Frederick’s executor, Leonard Pensyl, attempted to locate Jacob’s heirs by publishing notices in several Pennsylvania newspapers, likely unsuccessful since years earlier the family relocated to Kentucky, well beyond the reach of Pennsylvania legal notices.


Piecing together the lives of Jacob Caseman and his family meant following the faintest of trails. One reading suggests a life shaped by hardship, migration, and hard times. But, might it be otherwise?
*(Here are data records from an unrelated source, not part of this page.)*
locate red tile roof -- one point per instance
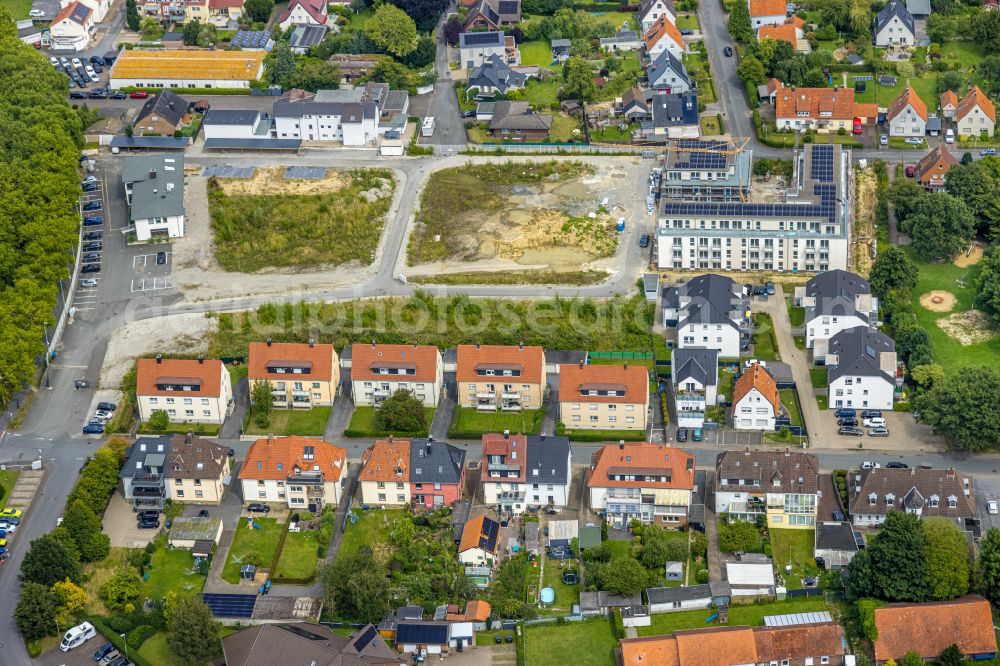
(382, 460)
(645, 458)
(276, 458)
(175, 371)
(424, 358)
(756, 377)
(529, 360)
(928, 629)
(319, 357)
(575, 380)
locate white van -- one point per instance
(76, 636)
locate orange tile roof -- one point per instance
(781, 33)
(277, 457)
(471, 533)
(756, 377)
(662, 26)
(574, 379)
(767, 7)
(837, 102)
(384, 458)
(530, 361)
(424, 357)
(320, 357)
(150, 373)
(975, 97)
(907, 98)
(928, 629)
(634, 457)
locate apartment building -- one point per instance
(807, 231)
(378, 371)
(491, 378)
(521, 471)
(652, 483)
(302, 376)
(188, 391)
(781, 485)
(603, 397)
(298, 472)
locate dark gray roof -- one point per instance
(675, 109)
(480, 39)
(666, 595)
(550, 456)
(894, 8)
(857, 351)
(165, 104)
(835, 536)
(701, 365)
(432, 461)
(835, 292)
(231, 117)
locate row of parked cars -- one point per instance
(872, 419)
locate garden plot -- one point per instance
(555, 215)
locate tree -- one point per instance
(71, 602)
(158, 420)
(965, 407)
(578, 81)
(739, 24)
(940, 227)
(35, 614)
(132, 15)
(193, 632)
(946, 553)
(392, 30)
(259, 10)
(48, 561)
(401, 413)
(281, 63)
(892, 270)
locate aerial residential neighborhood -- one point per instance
(495, 332)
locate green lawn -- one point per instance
(363, 424)
(299, 555)
(536, 52)
(470, 423)
(749, 615)
(262, 542)
(947, 351)
(794, 547)
(292, 422)
(789, 402)
(589, 643)
(372, 528)
(171, 570)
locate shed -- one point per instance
(185, 532)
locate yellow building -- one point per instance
(302, 376)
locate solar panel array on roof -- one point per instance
(230, 605)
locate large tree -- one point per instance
(965, 407)
(392, 30)
(892, 269)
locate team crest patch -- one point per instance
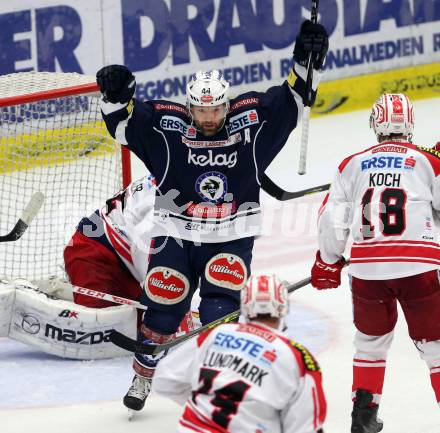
(212, 186)
(166, 286)
(226, 270)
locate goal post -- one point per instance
(53, 140)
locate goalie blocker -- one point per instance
(60, 327)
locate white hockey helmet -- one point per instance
(392, 114)
(207, 89)
(264, 294)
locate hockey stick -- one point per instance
(131, 345)
(308, 100)
(279, 193)
(28, 214)
(107, 297)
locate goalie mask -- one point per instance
(392, 114)
(207, 100)
(264, 295)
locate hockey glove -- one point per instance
(116, 83)
(326, 276)
(313, 39)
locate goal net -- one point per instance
(53, 140)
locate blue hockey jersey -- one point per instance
(208, 187)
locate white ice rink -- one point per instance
(43, 394)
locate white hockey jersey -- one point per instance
(387, 196)
(241, 378)
(127, 219)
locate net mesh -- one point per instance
(58, 146)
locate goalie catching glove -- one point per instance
(325, 275)
(116, 83)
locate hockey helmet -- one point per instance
(264, 294)
(392, 114)
(207, 89)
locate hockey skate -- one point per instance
(135, 398)
(364, 417)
Could it be these were not the causes, but the outcomes of poor decisions and impaired judgment, perhaps even mental illness?


Could it be he left the family at an unusually early age despite having potential resources at home; that despite having “considerable advancements” from his father he struggled to establish stability and security for his own family; that when he finally purchased land in his late forties, he proved unable to meet the financial obligation of a mortgage; that he fathered an out-of-wedlock child while being barely able to support his own; and that the culmination of financial debt and an out-of-wedlock child may have led to an untimely death?